Ainsi s’est achevée de manière tragique; pour le chef de bande, la vague d’extorsions perpétrée à Kasa-vubu, dans la nuit du mercredi à jeudi dernier. Ses comparses poursuivis pour extorsions, ne pourront pas assister à ses funérailles. Ils s’atten­dent à ce que leur dossier judiciaire soit transmis au Parquet de grande instance de Kalamu.

L’insuffisance des effectifs aux postes de police bloque les interventions des agents de l’ordre


Reconnaissables par leur tenue de police et évitant d’emprunter des avenues éclairées, de peur de se frotter aux patrouilles régulières, sept inciviques souvent ivres d’alcool indigène, organisent à partir de 23 heures jusqu’à l’aube des rondes nocturnes à travers les rues sombres de la commune de Mont Ngafula. Objectif, arracher des colis et autres effets. Telle est la plainte que ne cessent de formuler depuis 2008, les victimes des extorsions qui ne savent plus à quel saint se vouer. Les postes de police installés dans ce secteur n’osent traquer ces inciviques, à cause de l’insuffisance des effectifs de policiers commis au service de garde. Quelquefois, ils sont seulement quatre pour tout le poste. Avec un tel effectif réduit, indique un habitant du coin, il est hasardeux d’en détacher deux unités pour les envoyer affronter un peloton des malfaiteurs.

Dans la nuit du 27 au 28 août, ces inciviques assurés, dès lors que les patrouilles pé­destres ne sont pas organi­sées sur certaines artères, arrachent tout aux piétons rencontrées au cours de leur ronde.
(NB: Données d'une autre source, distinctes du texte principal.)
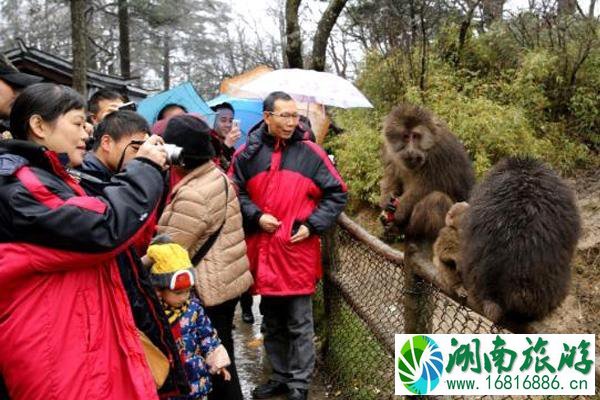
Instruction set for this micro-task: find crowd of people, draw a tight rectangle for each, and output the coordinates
[0,69,347,400]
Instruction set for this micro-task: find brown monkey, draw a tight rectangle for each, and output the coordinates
[459,158,581,322]
[380,104,475,240]
[433,201,469,297]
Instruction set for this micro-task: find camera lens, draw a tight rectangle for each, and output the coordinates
[164,143,183,165]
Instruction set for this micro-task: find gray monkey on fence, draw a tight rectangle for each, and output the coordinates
[380,104,475,240]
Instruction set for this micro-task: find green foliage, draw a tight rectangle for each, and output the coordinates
[326,110,382,210]
[328,25,600,206]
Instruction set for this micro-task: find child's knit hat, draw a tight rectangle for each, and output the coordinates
[147,243,195,290]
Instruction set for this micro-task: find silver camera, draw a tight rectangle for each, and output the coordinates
[163,143,183,165]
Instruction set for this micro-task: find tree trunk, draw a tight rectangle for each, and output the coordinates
[0,52,17,72]
[119,0,131,79]
[455,0,481,67]
[163,32,171,90]
[312,0,347,71]
[71,0,87,96]
[557,0,577,14]
[285,0,304,68]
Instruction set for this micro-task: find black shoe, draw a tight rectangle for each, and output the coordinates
[242,311,254,324]
[287,388,308,400]
[252,380,288,399]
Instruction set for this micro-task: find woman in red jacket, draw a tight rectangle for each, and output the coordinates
[0,83,166,400]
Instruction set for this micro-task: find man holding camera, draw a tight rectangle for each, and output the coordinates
[79,110,187,392]
[81,110,150,181]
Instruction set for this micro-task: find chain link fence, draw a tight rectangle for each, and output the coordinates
[315,215,600,400]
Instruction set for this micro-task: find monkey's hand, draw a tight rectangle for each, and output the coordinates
[379,196,398,229]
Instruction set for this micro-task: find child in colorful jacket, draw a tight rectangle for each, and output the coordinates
[147,239,231,400]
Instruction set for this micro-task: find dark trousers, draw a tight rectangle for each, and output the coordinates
[240,289,253,314]
[260,295,315,389]
[204,298,244,400]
Une dame excédée par ces extorsions, s’inter­roge si ces délinquants en uniforme ne sont pas renseignés auparavant sur le déploiement des patrouilles régulières. Pour elle, un complice formerait la ban­de sur le programme des patrouilles pédestres et mo­torisées, peut-être aussi sur les effectifs présents la nuit aux différents postes de police. Car, cette dame ne comprend pas comment les services de police ne par­viennent à neutraliser cette bande.
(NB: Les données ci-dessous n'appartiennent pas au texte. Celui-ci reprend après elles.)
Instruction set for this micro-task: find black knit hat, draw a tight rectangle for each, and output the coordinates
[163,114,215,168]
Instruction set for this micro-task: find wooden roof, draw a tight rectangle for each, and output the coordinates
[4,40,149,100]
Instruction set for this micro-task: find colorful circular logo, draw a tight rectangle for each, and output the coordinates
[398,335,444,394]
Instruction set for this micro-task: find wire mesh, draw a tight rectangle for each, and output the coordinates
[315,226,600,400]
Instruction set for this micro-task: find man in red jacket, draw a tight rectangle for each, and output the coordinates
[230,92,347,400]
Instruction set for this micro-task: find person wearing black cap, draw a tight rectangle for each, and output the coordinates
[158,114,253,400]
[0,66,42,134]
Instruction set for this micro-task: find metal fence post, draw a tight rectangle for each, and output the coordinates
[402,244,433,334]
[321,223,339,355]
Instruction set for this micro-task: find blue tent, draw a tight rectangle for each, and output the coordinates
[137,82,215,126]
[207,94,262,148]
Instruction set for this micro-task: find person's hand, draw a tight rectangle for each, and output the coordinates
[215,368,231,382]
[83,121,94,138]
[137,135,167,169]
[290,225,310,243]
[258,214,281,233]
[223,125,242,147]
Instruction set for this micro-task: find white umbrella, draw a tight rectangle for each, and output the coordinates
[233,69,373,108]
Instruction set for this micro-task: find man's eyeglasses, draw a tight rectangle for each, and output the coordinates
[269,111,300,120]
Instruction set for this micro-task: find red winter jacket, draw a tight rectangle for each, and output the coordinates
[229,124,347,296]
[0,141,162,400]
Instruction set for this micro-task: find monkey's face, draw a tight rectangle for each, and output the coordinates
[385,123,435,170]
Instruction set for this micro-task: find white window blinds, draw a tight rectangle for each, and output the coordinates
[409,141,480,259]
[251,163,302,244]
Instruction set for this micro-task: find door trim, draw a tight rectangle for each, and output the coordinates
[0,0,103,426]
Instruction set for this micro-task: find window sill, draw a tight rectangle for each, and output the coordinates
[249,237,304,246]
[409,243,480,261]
Pourtant, ces sept inciviques opèrent avec une facilité surprenante, sûrs de ne pas être inquiétés. Peu avant 1 heure du matin, jeudi dernier, ces dé­linquants ont dépouillé M. Kanu et Mayanga, de leurs téléphones et quelques billets de banque dont 18 dollars et 23.000 Fc. Le 15 août, cette même bande avait menacé M. Benjamin Mpanya, rési­dant sur avenue Mangenga n°5, quartier Kimbwala.

L’homme ne s’est pas laissé faire. Il a opposé une résistance farouche qui a obligé les délinquants en tenue de tirer sûr lui. Les balles l’ont atteint au bras droit aux côtes gauches. Ces actes de cri­minalité sont légion dans cette partie de la capitale où la population réclame que soient mis hors d’état de nuire, toutes ces bandes des délinquants en uniforme, comme celles qui s’étaient illustrées aux quar­tiers Masanga Mbila, Mama Yemo et Kindele.